Tolkachenko hesitated, deferring to the gentleman who had come with Salytov.

“One moment, Ilya Petrovich. Does it not occur to you that they might be armed?”

Lieutenant Salytov opened his greatcoat and pulled an American revolver from a holster. The gun’s long barrel probed the air like a sleek snout. “I have come prepared, Porfiry Petrovich,” he said.

“Oh!” moaned Tolkachenko.

“We should give them the chance to surrender, I think,” said Porfiry Petrovich. “It is possible we may conclude this business without a shot being fired-or a drop of blood shed.”

Salytov hammered on the door with the butt of his revolver. “You in there! This is the police. You are under arrest. Do you understand?”

There was no answer.

“I should tell you, I heard something,” hissed Tolkachenko. “Before. It sounded like a struggle. A crash. Someone falling over.” Tolkachenko fell silent. His eyes flitted desperately, as though fleeing from something that was forcing itself on his imagination. “Then nothing.”

The frequency of Porfiry Petrovich’s blinking increased sharply. “A fight?” he wondered aloud.

“We have given them a chance,” said Salytov grimly, before Tolkachenko could answer.
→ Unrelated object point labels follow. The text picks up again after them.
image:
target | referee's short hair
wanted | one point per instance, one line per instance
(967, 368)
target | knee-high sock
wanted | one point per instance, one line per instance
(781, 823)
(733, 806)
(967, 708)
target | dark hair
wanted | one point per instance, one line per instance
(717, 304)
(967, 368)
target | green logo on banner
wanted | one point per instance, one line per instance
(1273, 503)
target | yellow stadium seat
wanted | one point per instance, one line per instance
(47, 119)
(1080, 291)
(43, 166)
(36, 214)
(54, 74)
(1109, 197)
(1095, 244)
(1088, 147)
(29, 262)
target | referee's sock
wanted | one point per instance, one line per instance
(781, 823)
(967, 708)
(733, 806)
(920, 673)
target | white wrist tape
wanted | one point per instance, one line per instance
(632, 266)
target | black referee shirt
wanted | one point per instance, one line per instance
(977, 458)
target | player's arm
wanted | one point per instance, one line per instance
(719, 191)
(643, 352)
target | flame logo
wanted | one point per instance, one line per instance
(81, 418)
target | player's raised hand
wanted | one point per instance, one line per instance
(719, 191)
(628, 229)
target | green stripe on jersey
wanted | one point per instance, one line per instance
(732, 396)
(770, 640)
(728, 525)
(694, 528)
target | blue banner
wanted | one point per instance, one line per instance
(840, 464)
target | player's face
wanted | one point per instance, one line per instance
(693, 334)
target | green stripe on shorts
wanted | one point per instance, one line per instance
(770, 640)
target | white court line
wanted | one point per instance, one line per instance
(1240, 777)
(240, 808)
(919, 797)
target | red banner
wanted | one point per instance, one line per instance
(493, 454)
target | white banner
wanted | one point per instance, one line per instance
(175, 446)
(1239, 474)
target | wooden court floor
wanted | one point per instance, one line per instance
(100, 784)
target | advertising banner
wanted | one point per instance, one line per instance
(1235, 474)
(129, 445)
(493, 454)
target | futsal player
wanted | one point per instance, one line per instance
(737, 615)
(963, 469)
Porfiry nodded. “First let us turn off the light out here.”

Salytov nodded back and signaled to Iakov Borisovitch, drawing a hand across his throat and pointing to the light. Iakov Borisovitch stared back, stupefied by the brutality of the gesture. Finally he blinked his enlarged eyes and turned off the gaslight.

“Unlock the door, then stand aside” came Salytov’s command from the darkness.

They waited as Tolkachenko fumbled with the key. They wanted the turning of the key to take forever, and at one moment it seemed as though it would. At last Tolkachenko moved out of the way, ducking into a huddle in the far corner of the landing. Salytov stood on one side of the door frame, Porfiry on the other. The lieutenant turned the handle and pushed the door in. Light from the flat gushed out.

Slowly, leading with the revolver held out in front of him, Salytov edged inside, followed by Porfiry. The room was cold and smelled strongly of vodka. Despite the burning gas, the atmosphere was undeniably lifeless.

They could tell that the man lying facedown on top of a smashed guitar was not going to get up. He was a big man who might have struggled to get to his feet at the best of times. But there was something final about the compact his bulk had made with gravity now.

Porfiry crossed to the body and crouched down to turn the head. The eyes were open but shrunken to dark slits under the frozen puffiness of his face. Salytov prowled the rest of the apartment, still with his revolver extended in front of him.